The butterfly was not looking for flowers. It didn’t want those. It was just too glad to be free of the clammy winter leaf-mould of the forest floor where it had lived inside its shell as a chrysalis since March. It wanted to unfold and show off those little wings with their bright purple colours on the upper surface that would be used to attract a female. She also has two smaller purple patches on the discal cells but much of her wings are black.

However what my wife had seen was a small dark greyish butterfly, that was because the underside of the wings that hide it from prying eyes are a sort of bold battleship grey, quite a different colour scheme to that which the butterfly unfolds and flaunts for the sexual act. That grey colour has the most exquisite little jagged line running down its entire length. It is like the pin stripe in a Savile Row suit, or the swage line along the coachwork of an old Rolls Royce motorcar. All the hairstreak­s have this.

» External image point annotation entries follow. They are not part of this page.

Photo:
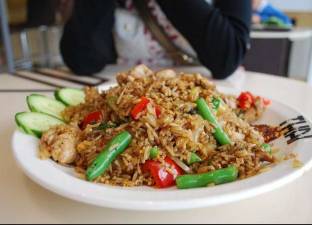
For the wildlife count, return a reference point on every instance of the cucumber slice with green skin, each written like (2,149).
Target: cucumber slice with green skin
(35,123)
(70,96)
(42,104)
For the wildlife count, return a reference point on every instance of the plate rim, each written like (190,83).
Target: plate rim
(172,204)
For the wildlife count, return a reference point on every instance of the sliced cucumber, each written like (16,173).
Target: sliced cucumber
(70,96)
(42,104)
(35,123)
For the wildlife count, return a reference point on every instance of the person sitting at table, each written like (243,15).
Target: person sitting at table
(105,32)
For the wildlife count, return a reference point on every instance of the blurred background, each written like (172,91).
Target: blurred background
(35,28)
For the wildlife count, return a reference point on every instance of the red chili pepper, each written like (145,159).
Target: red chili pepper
(92,118)
(140,107)
(245,100)
(157,111)
(162,177)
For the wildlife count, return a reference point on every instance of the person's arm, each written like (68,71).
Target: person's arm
(219,34)
(87,41)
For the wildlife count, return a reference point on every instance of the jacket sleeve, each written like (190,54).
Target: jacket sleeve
(87,41)
(219,34)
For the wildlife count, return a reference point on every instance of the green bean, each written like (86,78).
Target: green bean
(206,113)
(216,103)
(194,158)
(217,177)
(114,148)
(154,153)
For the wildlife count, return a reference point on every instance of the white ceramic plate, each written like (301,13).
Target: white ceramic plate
(63,181)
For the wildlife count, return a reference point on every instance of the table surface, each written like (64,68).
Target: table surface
(295,34)
(23,201)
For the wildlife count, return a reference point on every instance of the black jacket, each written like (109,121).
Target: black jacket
(219,34)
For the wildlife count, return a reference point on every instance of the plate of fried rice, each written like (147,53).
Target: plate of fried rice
(160,140)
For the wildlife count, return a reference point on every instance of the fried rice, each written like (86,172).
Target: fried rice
(177,132)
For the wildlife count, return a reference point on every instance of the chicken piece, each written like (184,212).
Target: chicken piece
(135,73)
(166,74)
(270,133)
(59,143)
(140,71)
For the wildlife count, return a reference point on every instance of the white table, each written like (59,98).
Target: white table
(23,201)
(300,55)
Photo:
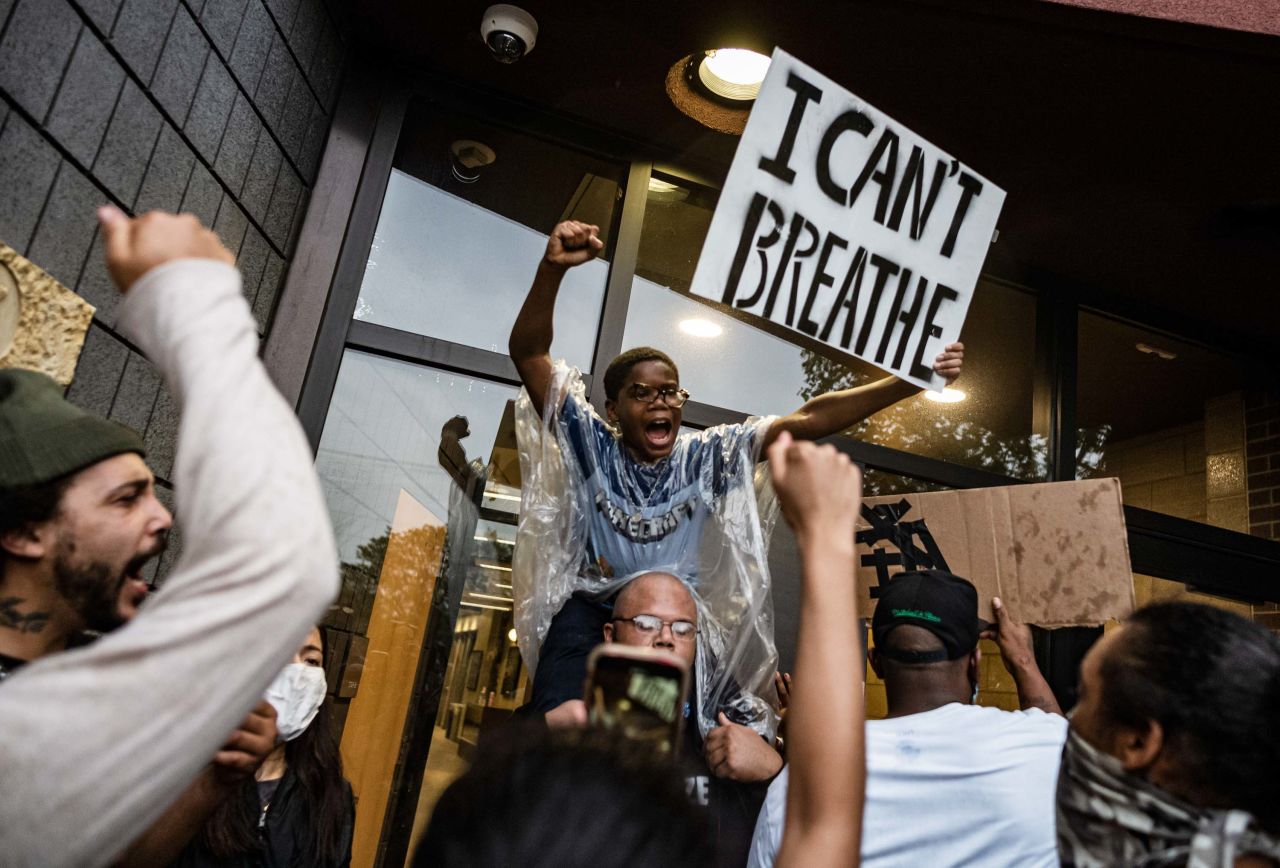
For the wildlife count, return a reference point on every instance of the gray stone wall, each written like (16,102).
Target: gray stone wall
(214,106)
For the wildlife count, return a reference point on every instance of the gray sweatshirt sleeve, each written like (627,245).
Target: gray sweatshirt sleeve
(96,743)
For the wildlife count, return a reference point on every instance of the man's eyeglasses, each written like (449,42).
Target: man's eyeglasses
(652,625)
(670,394)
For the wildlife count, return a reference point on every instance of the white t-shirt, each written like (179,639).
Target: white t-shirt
(959,785)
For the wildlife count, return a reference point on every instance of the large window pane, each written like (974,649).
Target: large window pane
(1166,417)
(453,259)
(416,465)
(727,362)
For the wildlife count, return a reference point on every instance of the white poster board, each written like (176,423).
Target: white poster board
(842,224)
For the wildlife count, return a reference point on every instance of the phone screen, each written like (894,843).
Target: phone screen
(638,693)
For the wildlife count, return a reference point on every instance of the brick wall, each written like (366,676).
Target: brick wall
(214,106)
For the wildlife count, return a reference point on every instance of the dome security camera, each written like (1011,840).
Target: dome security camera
(508,31)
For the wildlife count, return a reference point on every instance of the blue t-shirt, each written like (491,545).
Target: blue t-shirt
(645,516)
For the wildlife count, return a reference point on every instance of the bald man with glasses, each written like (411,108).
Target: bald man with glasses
(728,773)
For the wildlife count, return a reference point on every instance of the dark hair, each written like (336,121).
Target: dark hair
(316,764)
(1211,679)
(566,799)
(22,506)
(616,374)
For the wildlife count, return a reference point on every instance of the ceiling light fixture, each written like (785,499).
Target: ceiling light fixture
(469,159)
(946,396)
(700,328)
(659,186)
(734,74)
(1156,351)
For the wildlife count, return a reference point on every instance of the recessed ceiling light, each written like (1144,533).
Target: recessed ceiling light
(700,328)
(734,73)
(946,396)
(659,186)
(1156,351)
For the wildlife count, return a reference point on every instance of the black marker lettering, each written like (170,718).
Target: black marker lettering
(760,243)
(885,269)
(805,94)
(754,211)
(929,330)
(846,304)
(908,319)
(904,281)
(795,270)
(872,172)
(798,223)
(912,186)
(819,279)
(851,120)
(972,187)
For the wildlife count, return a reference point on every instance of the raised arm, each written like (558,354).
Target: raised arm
(837,411)
(530,343)
(1019,657)
(821,490)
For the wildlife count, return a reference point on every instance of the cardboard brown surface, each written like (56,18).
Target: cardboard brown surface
(1056,553)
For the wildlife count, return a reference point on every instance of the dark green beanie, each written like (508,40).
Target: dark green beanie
(44,435)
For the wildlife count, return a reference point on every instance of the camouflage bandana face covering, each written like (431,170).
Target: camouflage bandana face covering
(1110,817)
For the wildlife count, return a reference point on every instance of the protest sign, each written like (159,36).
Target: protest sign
(842,224)
(1055,553)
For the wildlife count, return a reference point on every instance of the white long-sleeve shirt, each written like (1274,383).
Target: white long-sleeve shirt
(96,743)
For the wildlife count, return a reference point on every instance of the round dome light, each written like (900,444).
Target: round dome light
(734,73)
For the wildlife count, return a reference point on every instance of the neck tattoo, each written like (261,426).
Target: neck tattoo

It also reminds me of those weird zebra stripes that First World War naval camouflage experts painted on the battleship­s. It focuses the eye of a predator but also tells it that it is not looking at a butterfly’s wing, but a small crack in the bark, or perhaps a lump of lichen. You and I hardly ever see this lovely little black and white zigzag because the purple hairstreak immediatel­y takes to the top of the oak trees and dances its merry little nuptial well out of the reach of humans.

It is the only hairstreak which wildlife photograph­er Brian Henham has not yet photograph­ed. He has captured other Sussex hairstreak­s including the black hairstreak, shown here, recently discovered breeding in the county, a rarity indeed. Another hairstreak you will easily see is the brown hairstreak in September flying around blackthorn bushes where it dances its crazy circular flight like a spinning top.

Meanwhile, keep those eyes on the tops of the oak trees where dozens of purple hairstreak­s are dancing together like girls and boys in Tess of the D’urberville­s’ early days – when she was a carefree maid looking for a partner.